Impact of Extreme Electrical Fields on Charge Density Distributions in Alloys

TL;DR

This study combines experimental atom probe tomography with density functional theory to understand how extreme electric fields influence charge density and evaporation mechanisms in alloys, improving data reconstruction and surface design.

Contribution

It links charge density distributions to evaporation mechanisms under high fields using combined APT and DFT modeling, offering insights for better alloy analysis and surface engineering.

Findings

Al-Al surface atoms tend to evaporate as dimers due to shared charge density.

Al-Sc atoms have localized charge density around Sc, affecting evaporation.

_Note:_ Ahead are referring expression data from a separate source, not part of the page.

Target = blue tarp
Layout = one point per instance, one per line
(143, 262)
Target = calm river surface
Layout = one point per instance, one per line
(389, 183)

Subsurface layers influence evaporation physics based on charge density.

Abstract

The purpose of this work is to identify the field evaporation mechanism associated with charge density distribution under extreme fields, linking atom probe tomography (APT) experiments with density functional theory (DFT) modeling. DFT is used to model a materials surface bonding, which affects the evaporation field of the surface atoms under high electric fields. We show how the evaporation field of atoms is related to the charge density by comparing the directionality and localization of the electrons with the evaporation of single ions versus dimers. This evaporation mechanism is important for the reconstruction of APT data, which is partially dependent on the input evaporation fields of the atoms. In $L1_{2}-Al_{3}Sc$, $Al-Al$ surface atoms are more likely to evaporate as dimers than $Al-Sc$ surface atoms. We find that this is due to $Al-Al$ having a shared charge density, while $Al-Sc$ has an increased density localized around the $Sc$ atom. Further, the role of subsurface layers on the evaporation physics of the surface atoms as a function of charge density is considered. Beyond the practical considerations of improving reconstruction of APT data, this work provides an approach for design of surface chemistry for extreme environments.